Hirondelle, Mademoiselle Mangetou

Hirondelle, Mademoiselle Mangetou

Hirondelle
Géraldine Collet, Olivia Cosneau
Sarbacane, 2020

Mademoiselle Mangetou
Nicolas Codron, Julie Colombet
Sarbacane, 2020

Petits carrés animaliers

Par Anne-Marie Mercier

Ces deux albums cartonnés, livres à systèmes, proposent deux orientations différentes. L’un, Hirondelle, est un documentaire montrant la vie des hirondelles sur une année : du printemps où elles créent leur nid à l’automne où elles migrent, l’hiver où elles restent au chaud, et enfin le printemps où tout recommence. Dessins très stylisés et donc bien lisibles, couleurs douces, sont un premier plaisir. L’autre plaisir est celui des rabats, aux dispositifs très variés, qui introduisent une surprise, un rythme. On découvre ce qui est caché, ou la suite d’un mouvement…

Dans Mademoiselle Mangetou, le temps est très court : on suit le trajet de l’appétit de la gloutonne chenille en suivant son corps en accordéon qui traverse les pages, passant par une fraise (« trop sucré ! »), un morceau de fromage (« trop gras ! »), une botte en caoutchouc (« trop vide »), pour finir sur une feuille bien verte (qui la satisfait enfin).

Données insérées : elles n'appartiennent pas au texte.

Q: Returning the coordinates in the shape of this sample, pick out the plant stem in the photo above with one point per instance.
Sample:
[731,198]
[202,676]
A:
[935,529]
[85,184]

Très maniables, jolis, lisibles, voilà de beaux objets pour les petits.

 

Le matin/ le repas/Le bain/ Le soir

Le matin/ le repas/Le bain/ Le soir
Jeanne Ashbé
L’école des loisirs (Pastel, « des images pour se parler »), 2021

Lisons, causons

Par Anne-Marie Mercier

Petits recueils d’ « images pour se parler », ces quatre imagiers sans texte proposent en page de gauche des situations du quotidien et en vis-à-vis des images montrant un objet extrait de la scène. Si les situations sont banales, le personnage du doudou de Lou, Mouf, introduit un peu de narrativité et de fantaisie.
Ainsi, l’on peut décrire ces scènes simples, inscrites en gros traits noirs et souples et joliment colorées de motifs divers et de ton harmonieux ; on peut rire des bêtises du doudou et parfois de Lou, et évoquer tous ces plaisirs du quotidien vécus ensemble ou à distance. Ce sont de jolis supports pour l’élaboration progressive du langage d’évocation, si important pour le développement des tout petits, et une belle introduction à l’art graphique de Jeanne Ashbé, bien connue pour ses petits albums inscrits dans le quotidien des tout petits (comme le célèbre À ce soir, par exemple) .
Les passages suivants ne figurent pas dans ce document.